Claude Code — Run in terminal:

$claude mcp add --transport http apify "https://mcp.apify.com?tools=automation-lab/apache-log-parser"

Example prompts:

  • "Parse this Apache log and show me the top 10 pages with 404 errors"
  • "Fetch my Nginx log from https://example.com/access.log and give me hourly traffic for yesterday"
  • "Analyze this IIS log: [paste log content] — which IPs are hitting us hardest?"

⚖️ Legality & privacy

This actor processes log data you provide — it does not scrape any website. Log files typically contain IP addresses and user agent strings, which may be considered personal data under GDPR and similar regulations.

Ensure you:

  • Have the right to process the log data you provide
  • Comply with your organization's data retention policies
  • Anonymize or pseudonymize IP addresses if required by your jurisdiction

❓ FAQ

Q: My log lines aren't being parsed — what format should I use? A: Copy one line from your log and check if it matches Apache Combined Format: IP - user [timestamp] "METHOD /path HTTP/1.1" STATUS BYTES "referrer" "user-agent" If so, use apache_combined. If it's missing the referrer/user-agent at the end, use common. If it has a #Fields: header, use iis_w3c.

Q: How many lines can it process? A: There is no hard limit — the actor processes all lines in memory. For very large files (millions of lines), Apify's 256 MB memory limit applies. Use maxLines to cap processing if you get out-of-memory errors.

Q: Can it parse custom Nginx log formats? A: Currently supports the Nginx default format (which matches Apache Combined). Custom log_format directives produce non-standard output that may not parse correctly. Support for custom format strings is planned for a future version.

Q: The URL fetch fails — what can I do? A: The log URL must be publicly accessible without authentication. If your log is behind auth or a firewall, download it locally and paste the content using logText instead.
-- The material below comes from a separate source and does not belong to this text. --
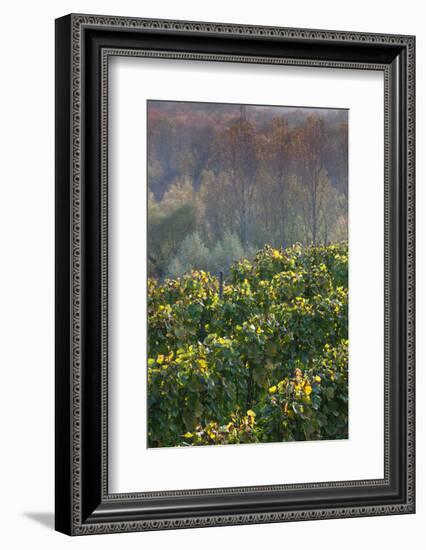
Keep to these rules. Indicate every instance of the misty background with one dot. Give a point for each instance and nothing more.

Q: Why are some lines showing parseError? A: Lines that don't match the expected format (e.g., blank lines, comment lines in Apache config files accidentally included, or log rotation markers) produce a parseError. The actor continues processing remaining lines — one bad line doesn't stop the run.

Q: Does it support compressed (.gz) log files? A: Not currently. Decompress the file first (gunzip access.log.gz) and then provide the plain text content via logText or host it at a URL.